One reason the model is important in security is that the smaller and cheaper something is, the harder it is to secure. In the local-controller military model, all the smart IoT elements connect with a local device that provides the link between the smart building and the phones or keypads or switches that provide the human interface. There is one control interface, which means only one control point to defend against attack, and it’s pricey enough to get good security.
自主设备的“暴民”模型使各个设备通常使用自己的独立应用程序来完成自己的工作。您的门铃相机或恒温器就是一个例子。每个都通过其自己的应用程序来运行,通过您的LAN或使用Internet进行连接。这意味着入侵者可以使用每个设备。Since the devices are small, low-powered, and inexpensive, they’re less likely to have robust security than a local controller, and even if they’re used with a robust local controller, the controller usually connects through each of those separate apps, so there’s no security gain.
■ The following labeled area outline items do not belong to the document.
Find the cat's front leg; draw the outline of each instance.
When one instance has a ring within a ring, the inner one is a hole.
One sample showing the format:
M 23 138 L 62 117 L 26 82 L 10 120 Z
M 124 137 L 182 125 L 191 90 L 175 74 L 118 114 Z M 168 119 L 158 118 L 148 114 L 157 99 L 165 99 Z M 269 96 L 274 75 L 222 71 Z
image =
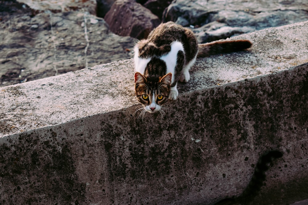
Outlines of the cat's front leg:
M 179 95 L 179 91 L 176 89 L 176 84 L 173 87 L 171 87 L 169 93 L 169 96 L 168 98 L 169 100 L 174 100 L 176 99 L 176 97 Z
M 187 83 L 189 80 L 190 76 L 188 69 L 183 69 L 181 73 L 181 77 L 180 78 L 180 81 L 182 82 Z

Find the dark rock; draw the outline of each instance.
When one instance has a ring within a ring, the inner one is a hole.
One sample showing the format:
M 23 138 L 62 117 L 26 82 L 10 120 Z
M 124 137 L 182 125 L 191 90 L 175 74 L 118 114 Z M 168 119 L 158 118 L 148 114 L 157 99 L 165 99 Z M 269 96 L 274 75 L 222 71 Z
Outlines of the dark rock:
M 163 18 L 164 22 L 194 26 L 200 43 L 307 20 L 308 5 L 300 0 L 177 0 L 165 10 Z
M 133 0 L 118 0 L 104 19 L 112 32 L 139 39 L 146 38 L 160 23 L 151 11 Z
M 171 3 L 171 1 L 165 0 L 148 0 L 143 5 L 143 6 L 148 9 L 161 19 L 164 10 Z
M 96 0 L 96 15 L 102 18 L 105 17 L 116 0 Z

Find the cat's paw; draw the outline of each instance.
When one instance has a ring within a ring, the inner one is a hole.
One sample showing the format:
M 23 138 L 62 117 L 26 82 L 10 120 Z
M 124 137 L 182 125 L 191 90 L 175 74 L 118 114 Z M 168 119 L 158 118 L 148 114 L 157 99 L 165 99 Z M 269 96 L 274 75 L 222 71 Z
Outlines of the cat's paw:
M 184 72 L 181 74 L 181 77 L 180 78 L 180 81 L 183 82 L 187 83 L 189 80 L 190 76 L 189 73 L 188 71 Z
M 176 99 L 176 97 L 179 95 L 179 92 L 177 91 L 177 89 L 175 86 L 171 88 L 171 90 L 170 91 L 170 93 L 169 93 L 169 96 L 168 98 L 169 100 L 174 100 Z

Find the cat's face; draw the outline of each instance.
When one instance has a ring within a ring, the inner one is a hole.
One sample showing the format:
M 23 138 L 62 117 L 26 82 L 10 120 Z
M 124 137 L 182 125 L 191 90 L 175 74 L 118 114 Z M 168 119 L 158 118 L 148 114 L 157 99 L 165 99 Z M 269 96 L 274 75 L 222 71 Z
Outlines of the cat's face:
M 169 73 L 163 77 L 151 77 L 135 73 L 136 96 L 146 110 L 154 113 L 161 108 L 168 100 L 172 76 Z

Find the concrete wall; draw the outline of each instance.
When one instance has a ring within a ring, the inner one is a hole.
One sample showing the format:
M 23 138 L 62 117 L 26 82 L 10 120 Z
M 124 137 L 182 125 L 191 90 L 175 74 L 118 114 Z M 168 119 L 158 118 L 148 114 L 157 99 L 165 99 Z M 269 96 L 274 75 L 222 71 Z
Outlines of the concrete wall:
M 165 115 L 134 112 L 132 59 L 2 88 L 0 204 L 211 204 L 284 154 L 251 204 L 308 198 L 308 22 L 201 59 Z

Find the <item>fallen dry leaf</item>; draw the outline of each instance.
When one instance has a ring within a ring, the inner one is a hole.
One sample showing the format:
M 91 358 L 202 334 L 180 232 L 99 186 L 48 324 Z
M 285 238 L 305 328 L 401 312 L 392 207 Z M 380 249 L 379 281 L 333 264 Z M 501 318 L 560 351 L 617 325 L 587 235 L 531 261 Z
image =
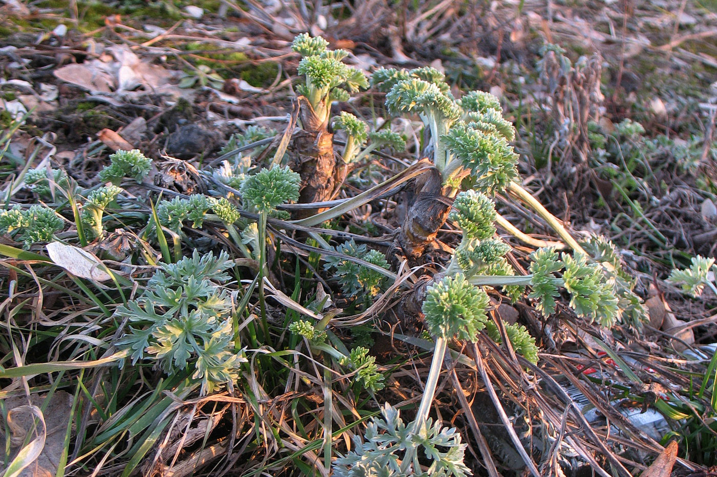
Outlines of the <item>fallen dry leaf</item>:
M 135 148 L 134 146 L 125 141 L 124 138 L 107 127 L 98 132 L 97 137 L 112 150 L 130 150 Z
M 105 51 L 110 54 L 81 64 L 67 64 L 55 69 L 53 74 L 93 95 L 115 92 L 136 96 L 138 92 L 153 92 L 181 95 L 179 88 L 171 83 L 177 72 L 142 61 L 126 45 L 113 45 Z
M 642 473 L 642 477 L 670 477 L 672 468 L 677 458 L 677 441 L 673 440 L 660 453 L 650 467 Z
M 30 440 L 36 437 L 34 419 L 37 413 L 31 411 L 37 409 L 39 412 L 47 398 L 47 395 L 33 394 L 29 399 L 18 396 L 4 400 L 4 405 L 9 410 L 6 423 L 11 431 L 9 446 L 14 456 L 22 450 L 26 437 Z M 34 453 L 37 458 L 18 474 L 19 477 L 53 477 L 57 473 L 65 449 L 65 434 L 71 418 L 72 399 L 72 395 L 65 391 L 57 391 L 49 398 L 44 412 L 42 413 L 44 419 L 44 445 L 39 452 Z M 0 435 L 0 443 L 4 448 L 8 445 L 6 438 L 5 435 Z M 1 465 L 0 469 L 5 471 Z
M 105 265 L 97 257 L 79 247 L 52 242 L 45 248 L 56 265 L 73 275 L 97 281 L 112 279 L 109 274 L 103 271 Z

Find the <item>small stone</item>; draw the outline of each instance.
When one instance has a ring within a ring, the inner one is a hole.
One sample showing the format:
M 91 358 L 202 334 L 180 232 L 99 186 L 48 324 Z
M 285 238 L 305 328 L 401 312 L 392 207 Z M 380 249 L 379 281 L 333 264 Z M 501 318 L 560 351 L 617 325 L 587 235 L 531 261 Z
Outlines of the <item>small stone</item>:
M 204 15 L 204 9 L 195 5 L 187 5 L 184 7 L 184 11 L 193 19 L 199 20 Z
M 706 222 L 709 222 L 717 216 L 717 206 L 715 206 L 714 202 L 708 198 L 705 199 L 700 209 L 700 214 L 702 216 L 702 219 Z
M 520 314 L 517 309 L 505 303 L 501 303 L 498 305 L 498 314 L 504 322 L 511 324 L 516 324 Z
M 191 159 L 211 152 L 217 145 L 217 137 L 211 131 L 196 124 L 187 124 L 169 135 L 167 153 L 178 159 Z
M 64 37 L 67 33 L 67 26 L 60 24 L 52 30 L 52 34 L 56 37 Z
M 650 102 L 650 109 L 655 115 L 660 117 L 668 115 L 668 108 L 665 107 L 665 103 L 659 97 L 653 97 Z

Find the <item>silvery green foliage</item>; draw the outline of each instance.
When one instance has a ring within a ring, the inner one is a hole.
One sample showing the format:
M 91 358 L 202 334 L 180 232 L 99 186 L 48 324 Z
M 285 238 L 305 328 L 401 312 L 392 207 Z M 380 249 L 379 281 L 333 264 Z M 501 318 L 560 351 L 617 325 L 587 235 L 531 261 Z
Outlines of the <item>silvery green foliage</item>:
M 429 286 L 421 310 L 433 336 L 475 342 L 478 332 L 485 327 L 490 304 L 490 299 L 482 288 L 458 274 Z
M 398 132 L 384 129 L 380 131 L 371 131 L 369 133 L 369 140 L 375 148 L 390 148 L 394 150 L 406 149 L 406 140 Z
M 219 150 L 219 153 L 222 155 L 227 154 L 239 148 L 243 148 L 244 146 L 252 144 L 252 143 L 256 143 L 257 141 L 266 139 L 267 138 L 271 138 L 272 135 L 274 135 L 274 134 L 270 132 L 266 127 L 252 125 L 247 127 L 247 130 L 244 132 L 237 132 L 235 134 L 232 134 L 226 145 L 222 148 L 221 150 Z M 255 148 L 253 151 L 255 153 L 259 153 L 266 146 L 260 146 L 259 148 Z
M 57 188 L 66 189 L 70 185 L 67 175 L 62 169 L 51 169 L 52 182 Z M 25 173 L 25 187 L 37 193 L 40 197 L 49 197 L 50 182 L 47 169 L 29 169 Z
M 242 184 L 242 201 L 247 210 L 285 217 L 277 206 L 299 198 L 301 177 L 288 167 L 275 165 L 250 175 Z
M 341 366 L 355 370 L 353 380 L 371 392 L 384 389 L 384 375 L 379 372 L 376 357 L 369 354 L 368 348 L 358 346 L 351 350 L 348 356 L 339 360 Z
M 471 171 L 475 188 L 486 193 L 505 190 L 518 176 L 518 155 L 501 134 L 459 121 L 442 139 L 450 153 Z
M 356 243 L 351 240 L 338 245 L 336 250 L 342 255 L 365 260 L 386 270 L 389 269 L 386 256 L 378 250 L 368 249 L 364 244 L 356 245 Z M 385 275 L 366 266 L 359 265 L 338 256 L 327 256 L 324 268 L 326 270 L 331 269 L 336 270 L 334 273 L 338 278 L 341 289 L 349 297 L 364 294 L 366 299 L 371 299 L 381 293 L 386 284 Z
M 242 217 L 237 206 L 226 197 L 219 199 L 212 197 L 209 199 L 209 203 L 214 214 L 224 223 L 232 225 Z
M 473 190 L 460 193 L 448 218 L 458 223 L 468 239 L 483 240 L 495 233 L 495 206 L 493 201 Z
M 484 112 L 470 112 L 466 115 L 466 120 L 469 127 L 485 134 L 503 136 L 508 143 L 516 138 L 515 127 L 503 117 L 503 113 L 499 110 L 489 109 Z
M 110 155 L 110 165 L 100 171 L 100 180 L 115 185 L 125 177 L 142 182 L 152 167 L 152 160 L 138 149 L 118 150 Z
M 119 307 L 115 317 L 128 319 L 129 331 L 118 342 L 131 352 L 132 363 L 151 358 L 167 374 L 189 368 L 206 394 L 239 379 L 246 360 L 234 352 L 232 298 L 219 284 L 233 266 L 222 251 L 200 256 L 194 251 L 176 264 L 162 264 L 139 298 Z
M 563 262 L 558 252 L 550 248 L 538 249 L 531 254 L 531 259 L 533 291 L 528 296 L 537 300 L 536 309 L 547 317 L 555 313 L 556 298 L 560 296 L 563 281 L 554 274 L 563 269 Z
M 291 49 L 303 57 L 313 57 L 326 51 L 328 42 L 320 37 L 311 37 L 308 33 L 302 33 L 294 38 Z
M 331 102 L 346 101 L 349 92 L 369 86 L 363 72 L 342 62 L 348 52 L 328 50 L 328 46 L 320 37 L 312 38 L 306 33 L 296 37 L 292 44 L 292 49 L 303 57 L 298 72 L 305 78 L 297 92 L 308 99 L 320 117 L 328 116 Z
M 248 245 L 252 249 L 254 259 L 259 261 L 260 251 L 259 246 L 259 226 L 256 222 L 252 222 L 242 231 L 242 243 Z
M 455 249 L 449 271 L 457 264 L 465 276 L 473 275 L 515 275 L 516 271 L 504 256 L 511 247 L 500 238 L 494 238 L 495 208 L 493 201 L 473 190 L 460 193 L 453 202 L 455 209 L 449 218 L 455 221 L 463 231 L 463 238 Z M 512 302 L 523 293 L 520 285 L 503 286 Z
M 316 329 L 310 322 L 305 319 L 299 319 L 290 324 L 289 331 L 306 338 L 312 343 L 323 343 L 326 341 L 326 332 Z
M 333 127 L 334 129 L 342 129 L 346 132 L 343 162 L 351 163 L 369 137 L 369 125 L 351 113 L 342 111 L 341 114 L 334 120 Z
M 589 318 L 610 327 L 620 317 L 615 294 L 614 280 L 607 279 L 602 267 L 588 263 L 581 254 L 571 256 L 564 253 L 563 281 L 570 293 L 570 307 L 579 317 Z
M 595 261 L 602 264 L 605 278 L 608 281 L 614 280 L 617 304 L 623 318 L 635 325 L 647 320 L 647 311 L 642 306 L 642 300 L 632 291 L 637 280 L 625 271 L 614 244 L 604 237 L 592 236 L 582 246 Z
M 32 206 L 24 211 L 19 206 L 0 210 L 0 233 L 17 236 L 26 249 L 37 242 L 52 241 L 64 225 L 54 211 L 44 206 Z
M 334 120 L 334 129 L 343 129 L 346 132 L 346 135 L 353 138 L 358 145 L 362 145 L 366 142 L 369 135 L 369 126 L 362 121 L 346 111 L 341 113 Z
M 467 444 L 455 428 L 428 419 L 417 430 L 404 423 L 399 411 L 388 403 L 381 418 L 371 419 L 362 440 L 354 437 L 354 450 L 336 459 L 336 477 L 463 477 L 472 472 L 463 463 Z M 429 465 L 424 472 L 419 456 Z
M 531 336 L 528 329 L 518 323 L 503 322 L 503 325 L 505 328 L 508 340 L 511 342 L 511 346 L 516 352 L 533 364 L 538 362 L 538 347 L 536 345 L 536 339 Z M 498 331 L 495 323 L 488 320 L 485 324 L 485 331 L 490 339 L 496 343 L 503 342 L 503 337 L 500 336 L 500 332 Z
M 159 203 L 157 216 L 163 226 L 181 233 L 186 221 L 191 222 L 192 228 L 201 228 L 211 206 L 209 198 L 202 194 L 193 194 L 188 199 L 175 197 Z
M 614 277 L 607 276 L 602 266 L 588 262 L 581 254 L 572 256 L 558 253 L 552 249 L 539 249 L 531 255 L 531 286 L 528 297 L 537 300 L 536 308 L 543 314 L 555 312 L 556 298 L 559 289 L 564 287 L 570 294 L 570 307 L 579 316 L 612 327 L 620 319 L 618 292 Z M 562 271 L 559 278 L 555 274 Z
M 412 78 L 391 88 L 386 95 L 386 105 L 395 114 L 415 112 L 447 129 L 463 112 L 450 94 L 440 85 Z
M 488 110 L 500 110 L 500 100 L 485 91 L 471 91 L 460 98 L 460 105 L 469 112 L 483 113 Z
M 87 195 L 87 202 L 82 206 L 82 221 L 90 226 L 95 237 L 105 233 L 102 226 L 102 217 L 105 209 L 122 192 L 116 186 L 107 186 L 92 191 Z
M 698 255 L 692 258 L 690 268 L 675 269 L 670 272 L 668 281 L 673 285 L 679 285 L 684 293 L 696 298 L 702 294 L 705 285 L 710 284 L 708 274 L 714 264 L 714 259 Z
Real security for smart buildings starts by adopting the local controller model for all devices, particularly for large and complex facilities. With a proliferation of Wi-Fi autonomous devices, the number of possible attack points is simply too large to manage. With a local controller, you have one control interface to watch, one primary software element that connects the building to the control interface. It’s much easier to protect that, and to ensure that the software and any firmware are kept up-to-date.
控制器模型还有助于实现IoT链接的安全性。Controller-based smart buildings use a custom IoT protocol (common ones are LoRa, LoRaWAN, Z-Wave, and Zigbee) with limited capabilities to limit how they could be exploited, so even if the device link was hacked, there’s a limit to what damage could be done. The Internet and LAN are firewalled from the devices by the controller, making it much harder for an intruder to ride into the building by hacking an IoT device. Best of all, modern versions of the IoT protocols are themselves encrypted, which means that even if those protocols can reach outside the building, they’re very difficult to hack. The system isn’t foolproof, but it can lower the smart-building hacking risk to the point where it’s as low or lower than other hacking risks you already face.
“ can”是这里的手术单词。必须采取一些基本步骤以确保控制器模型能够实现其能力:
- 仔细查看控制器功能,寻找用于管理更新的特定工具,以及用于控制建筑物的Web/LAN界面上的防火墙和加密等基本功能。另一个有用的功能是日记活动,尤其是命令。定期审查日记本可以帮助现场尝试破解系统,或者只是做一些顽皮的事情。
- Know your device vendors and their practices. Review how firmware and software for your smart building components are kept up to date. Can you interrogate every device to learn its firmware? Does the manufacturer provide firmware updates regularly? Are your smart components from a reputable vendor with solid financials, so you don’t have to worry about their going out of business? Is there a federation that certifies smart devices for the protocol you’ve picked, and is your vendor a member?
- Avoid using WiFi-connected devices with your smart building controller. That would open a new interface, creating a new point of attack. Most Wi-Fi devices still require their original control connection, too, which creates a path through which to attack the controller.
- 考虑将您最关键的物联网元素划分到自己的控制器上。应将乘员(例如照明)操纵的事物应与控制热/空调,电梯等关键设施资源的控制。通过常规(常用的)路径降低进入关键系统的风险。
- 从所有控制器上的管理访问中单独的例程控制器访问。智能建筑物中使用的大多数物联网控制器都设计为可编程,以便即使没有通过电话或浏览器连接用户,它们也可以控制设施。如果可以访问控制器的人可以编写或更改程序,升级软件等,那么控制器就不安全。为了获得更大的安全性,仅通过键盘或其他有限功能设备提供路由设施控制,并仅使用电话或PC来进行管理功能。
Don’t be afraid of smart building technology; properly used it can actually enhance security by letting you review how your facility is being used, and sometimes even by whom. But remember my military analogy; if the wrong person is giving the commands, the whole formation can march over a cliff like proverbial lemmings. Follow these tips so you won’t join them.